Something to get Amanda Holden‘s emotion circuits smoking. Something to get Piers Morgan‘s loosely-connected lower jaw to detach from his face and fall onto the judges’ desk.
This was that week.
Firstly, Twist And Pulse. Now, hecklerspray does not ‘do’ urban dance. We don’t like it, we think it’s silly, and we nearly gutted ourselves with a fish knife when Diversity won last year.
So when we get some numpties coming on stage for their intro and telling us that they’re an urban dance act, we have the same thought every time: is there a shard of glass handy we can chew on for a few minutes just to take our minds away from these tumbling tossers?

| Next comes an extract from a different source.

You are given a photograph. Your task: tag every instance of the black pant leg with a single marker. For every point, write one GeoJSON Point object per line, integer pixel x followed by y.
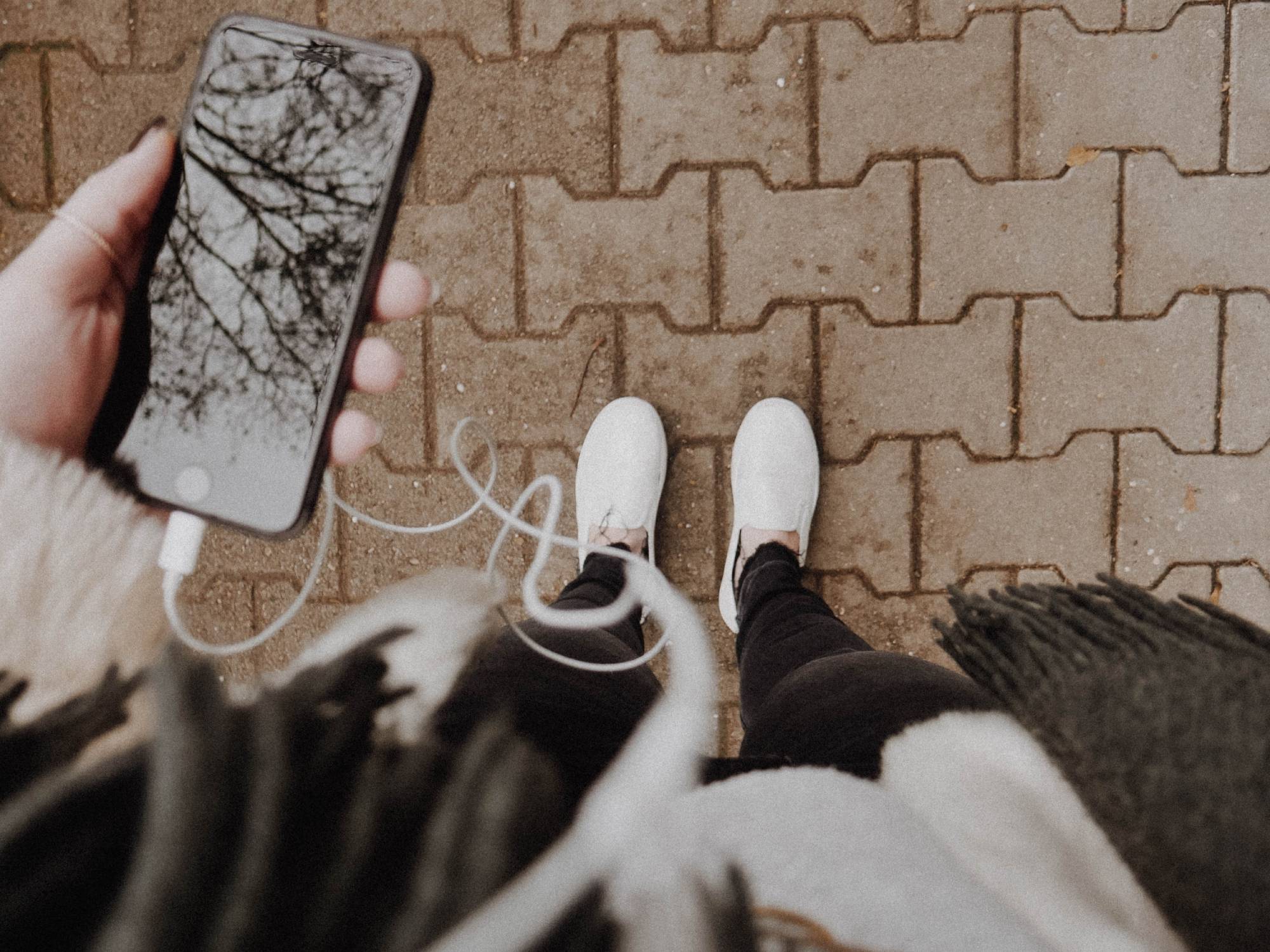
{"type": "Point", "coordinates": [580, 719]}
{"type": "Point", "coordinates": [813, 692]}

But this year, it seems that the Britain’s Got Talent guys are being more selective in which urban dance acts they let through. See, truth be told, Twist And Pulse were very good.
Don’t get us wrong, they weren’t Susan Boyle ‘very good’. But, for a couple of cheeky chancers from London – performing in a style we usually hate more than Nazis, the influenza virus, and Robert Pattinson‘s face – they were great.
Two teenage lads, moving their flexible young bodies around the stage in – at times – an overtly sexual way. Simon loved them, saying:
“You are two people I’m going to remember for all the right reasons.”
*wink*
The microphones failed to pick up his next words: “Have them packed in grease and shipped to my luxurious LA mansion.”
Good work, boys.
Secondly, Paul Burling. Nostalgia can be a positive thing. It has led to comebacks for such great artists as ABBA, Rage Against The Machine, and Slash.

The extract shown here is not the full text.